Colorado Republicans in Congress have ramped up criticisms of China in the past month, following the playbook of at least one Republican campaign committee.
In the latest example, Reps. Ken Buck and Scott Tipton have pushed for legislation that would ban the popular social media app TikTok from government phones. TikTok’s parent company is based in China, where the government can force companies to hand over data.
“TikTok is a cybersecurity threat to our country,” Buck said Monday. “We cannot allow China’s parasitic spyware app to collect data from United States government officials.”
TikTok, made up primarily of short and goofy videos, is massively popular with Generation Z around the world. The company has said on several occasions that its U.S. team is stationed in California and makes decisions based on America’s laws and societal norms, not China’s. But GOP skepticism remains high.
While bipartisan criticisms of communist China date back decades on Capitol Hill, they have escalated in recent months due to the coronavirus outbreak, which began in China. In April, the National Republican Senatorial Committee, which works to elect and re-elect Republicans to the Senate, sent candidates a memo advising them to aggressively criticize China and suggest Democrats are soft on it.
“Don’t defend Trump, other than the China Travel Ban — attack China,” states the memo, as reported by Politico.
Sen. Cory Gardner, a Yuma Republican up for re-election this year, is a frequent critic of China. Since March, he has urged President Donald Trump to create a national security task force to counter Chinese propaganda, condemned China’s sinking of a Vietnamese vessel, urged the federal government to mine more rare earth minerals rather than buy from China, and honored a silenced Chinese doctor.
Tipton, a Cortez Republican who also faces a closely-watched re-election this November, has launched a page on his congressional website he calls “Project China: Holding the CCP Accountable.” It lists bills he supports to reduce American reliance on China and hold its communist regime accountable, his office says.

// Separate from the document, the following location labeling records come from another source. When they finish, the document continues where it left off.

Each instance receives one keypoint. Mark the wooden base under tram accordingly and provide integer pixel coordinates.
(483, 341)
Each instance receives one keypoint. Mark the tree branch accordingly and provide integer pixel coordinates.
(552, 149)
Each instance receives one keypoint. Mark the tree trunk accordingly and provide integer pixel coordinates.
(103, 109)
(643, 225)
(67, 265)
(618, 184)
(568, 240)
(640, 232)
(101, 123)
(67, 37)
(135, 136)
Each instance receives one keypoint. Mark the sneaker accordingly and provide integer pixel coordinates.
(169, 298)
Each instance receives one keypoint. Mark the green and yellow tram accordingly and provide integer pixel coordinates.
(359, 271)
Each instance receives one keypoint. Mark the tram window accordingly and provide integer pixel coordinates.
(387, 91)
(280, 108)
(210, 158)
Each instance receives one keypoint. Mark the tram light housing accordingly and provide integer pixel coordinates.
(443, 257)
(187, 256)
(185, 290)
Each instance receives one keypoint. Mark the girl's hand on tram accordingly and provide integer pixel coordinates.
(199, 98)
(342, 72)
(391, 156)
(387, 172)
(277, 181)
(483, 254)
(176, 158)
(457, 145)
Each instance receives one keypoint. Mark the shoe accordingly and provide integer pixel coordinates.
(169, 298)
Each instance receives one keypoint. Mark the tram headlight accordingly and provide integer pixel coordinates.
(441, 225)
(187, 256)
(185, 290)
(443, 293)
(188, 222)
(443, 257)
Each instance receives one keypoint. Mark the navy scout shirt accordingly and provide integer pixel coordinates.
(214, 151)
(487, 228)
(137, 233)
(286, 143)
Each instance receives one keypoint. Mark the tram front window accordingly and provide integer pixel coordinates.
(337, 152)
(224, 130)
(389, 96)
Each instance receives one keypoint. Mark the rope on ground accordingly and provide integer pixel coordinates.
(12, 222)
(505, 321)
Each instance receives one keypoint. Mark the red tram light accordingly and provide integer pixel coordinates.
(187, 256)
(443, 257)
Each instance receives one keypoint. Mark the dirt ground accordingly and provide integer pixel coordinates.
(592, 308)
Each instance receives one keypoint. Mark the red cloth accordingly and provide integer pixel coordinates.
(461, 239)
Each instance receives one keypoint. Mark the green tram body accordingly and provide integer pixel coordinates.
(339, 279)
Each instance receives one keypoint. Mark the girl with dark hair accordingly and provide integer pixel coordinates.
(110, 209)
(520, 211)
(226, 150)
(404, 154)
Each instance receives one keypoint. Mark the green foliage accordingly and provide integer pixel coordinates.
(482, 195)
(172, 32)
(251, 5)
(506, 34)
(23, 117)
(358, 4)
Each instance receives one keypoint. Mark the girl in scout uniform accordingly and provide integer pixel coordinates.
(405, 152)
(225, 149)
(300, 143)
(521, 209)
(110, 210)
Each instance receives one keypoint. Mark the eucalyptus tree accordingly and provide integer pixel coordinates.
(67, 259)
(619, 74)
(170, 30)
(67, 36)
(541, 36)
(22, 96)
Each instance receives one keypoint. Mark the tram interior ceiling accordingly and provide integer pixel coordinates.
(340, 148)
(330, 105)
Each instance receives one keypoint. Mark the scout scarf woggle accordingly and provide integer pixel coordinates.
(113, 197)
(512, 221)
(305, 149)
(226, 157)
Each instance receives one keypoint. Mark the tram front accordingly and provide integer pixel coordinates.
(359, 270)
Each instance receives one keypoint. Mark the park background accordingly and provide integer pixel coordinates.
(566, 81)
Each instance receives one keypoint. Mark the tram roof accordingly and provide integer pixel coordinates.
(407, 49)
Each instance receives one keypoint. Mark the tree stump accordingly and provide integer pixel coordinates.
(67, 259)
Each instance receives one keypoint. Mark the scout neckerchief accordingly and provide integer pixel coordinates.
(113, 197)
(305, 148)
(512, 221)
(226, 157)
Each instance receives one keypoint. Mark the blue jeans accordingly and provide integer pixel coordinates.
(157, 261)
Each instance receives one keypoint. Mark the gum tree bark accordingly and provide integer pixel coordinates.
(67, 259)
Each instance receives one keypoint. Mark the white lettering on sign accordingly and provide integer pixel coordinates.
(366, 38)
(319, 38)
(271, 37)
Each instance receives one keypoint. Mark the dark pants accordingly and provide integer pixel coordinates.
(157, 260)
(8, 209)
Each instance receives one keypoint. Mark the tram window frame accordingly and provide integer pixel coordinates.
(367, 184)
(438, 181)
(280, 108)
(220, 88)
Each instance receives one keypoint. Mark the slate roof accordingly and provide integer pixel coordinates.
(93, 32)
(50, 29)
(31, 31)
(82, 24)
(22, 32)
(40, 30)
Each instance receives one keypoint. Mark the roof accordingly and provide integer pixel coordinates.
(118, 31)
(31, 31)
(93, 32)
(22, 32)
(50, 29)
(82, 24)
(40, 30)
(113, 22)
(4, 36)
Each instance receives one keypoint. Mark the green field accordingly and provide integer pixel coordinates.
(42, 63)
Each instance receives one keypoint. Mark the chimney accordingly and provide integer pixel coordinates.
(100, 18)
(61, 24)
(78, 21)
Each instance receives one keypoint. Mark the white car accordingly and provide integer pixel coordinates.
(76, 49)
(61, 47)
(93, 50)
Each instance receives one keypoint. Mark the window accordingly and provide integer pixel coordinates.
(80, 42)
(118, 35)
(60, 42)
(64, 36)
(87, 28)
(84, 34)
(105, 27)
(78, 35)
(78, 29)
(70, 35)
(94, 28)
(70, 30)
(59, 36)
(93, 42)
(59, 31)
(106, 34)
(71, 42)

“The CCP’s intentional deception cost many lives in nearly every country in the world, and had they been forthcoming at the start, much of this suffering could have likely been prevented,” Tipton said May 14, when he co-sponsored a bill sanctioning China if it doesn’t agree to an international investigation.
In April, Tipton joined 21 other House Republicans in asking the attorney general and secretary of state to bring a case against China in the International Court of Justice. If China refuses to participate, the U.S. should end air travel to China and broadcast “Western or Taiwanese media into China,” Tipton and others wrote.
Rep. Doug Lamborn, a Colorado Springs Republican, has frequently taken to Twitter this spring to criticize China, as well as Democrats and the press, who he has accused of spreading Chinese propaganda. On April 1, April Fool’s Day, he tweeted that what the World Health Organization really meant when they named COVID-19 was “China Originated Virus In December ‘19.”
COVID is an abbreviation for coronavirus disease, and the 19 refers to 2019, the year it was discovered. In March, a popular conspiracy theory claimed COVID-19 was an acronym for “Chinese-Originated Viral Infection Disease” and that it was the 19th virus to emerge from China. Like Lamborn’s tweet, that is untrue.